Cloud environments are ephemeral and complex to secure. Although modern cloud apps are built with cyber resilience in mind, they do have vulnerabilities and misconfigurations that pose great risks. They allow threat actors to gain a foothold into the organization’s cloud network and breach critical business databases. Legacy security tools cannot evolve with the speed of the cloud. The only way to achieve resilience is if the cloud-native infrastructure has the ability to heal itself by codifying security throughout the software development lifecycle.
5. How is securing assets in the cloud different from securing traditional data centers and on-prem assets?
The transitory nature of the cloud makes gaining visibility into the attack surface challenging compared to on-prem data centers. The lack of visibility into how many cloud resources are running with misconfigurations and what is being changed directly in cloud runtime can compromise hosted apps and services. Another major risk in cloud environments is not implementing Access Governance, which creates an audit trail of who accessed what and when. Failure to implement Access Governance can result in attacks that can have a far-reaching impact on business.
Since there is no perimeter in the cloud, legacy processes are ineffective as it would be too late to implement security measures by the time the software reaches runtime. Mitigating cloud misconfigurations must be a proactive rather than reactive method so that security teams don’t have to wait for cloud infrastructure to be deployed to identify and eliminate vulnerabilities in code. With a proactive approach, security is embedded within the code itself during the development lifecycle.
6. How do outsourcing networks and remote operations make attacks easier for hackers?

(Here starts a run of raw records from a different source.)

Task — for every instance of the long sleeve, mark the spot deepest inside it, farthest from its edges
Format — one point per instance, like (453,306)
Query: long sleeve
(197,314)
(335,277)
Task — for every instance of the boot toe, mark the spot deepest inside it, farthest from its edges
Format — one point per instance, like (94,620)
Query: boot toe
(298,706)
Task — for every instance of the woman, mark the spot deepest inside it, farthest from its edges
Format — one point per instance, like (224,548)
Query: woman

Since 2020, we’ve seen a colossal increase in remote operations as the need for digital and flexible environments became the norm — for employees and also to provide customers with new mechanisms to continue to do business. Organizations stepped up cloud adoption and it continues to grow. But the quick shift to the cloud along with disparate remote users has resulted in a rapid increase in cloud breaches. Emerging technologies and the speed of cloud development, have opened up new attack pathways for cybercriminals. As organizations rapidly adopt cloud infrastructure, the attack surface expands and building cyber resilience becomes critical.
Also Read | Cyber-resilient network builds upon the inherent reliability of networking
7. What are some best practices businesses can establish to mitigate such risk and protect customers?

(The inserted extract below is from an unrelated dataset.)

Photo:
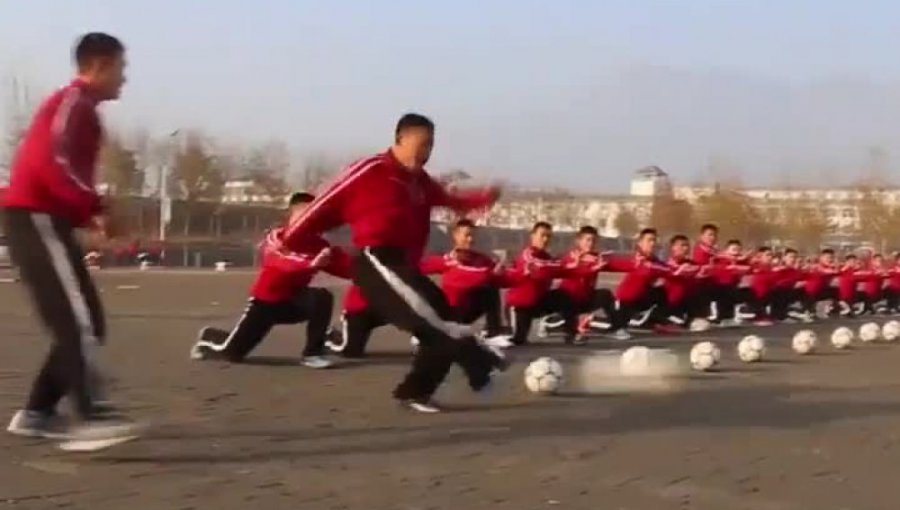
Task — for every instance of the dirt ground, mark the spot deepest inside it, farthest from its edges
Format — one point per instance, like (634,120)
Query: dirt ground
(817,432)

Cloud security solutions need to evolve at the same speed as software development. This is why cloud security posture management tools are becoming increasingly popular. Achieving resilience for the cloud requires the infrastructure to heal itself. Cloud infrastructure needs to be born secure. Developer-friendly cloud security posture management (CSPM) tools help detect misconfigurations early in the development cycle, ensuring that the security is embedded during development and runtime. Organizations need Infrastructure as Code tools that automatically generate the code to remediate risks so developers can mitigate them before the software is deployed. This helps security teams fix vulnerabilities without worrying about them at runtime. The right CSPM tools help organizations better understand security risks and drive advanced security threat modeling, breach path prediction and more.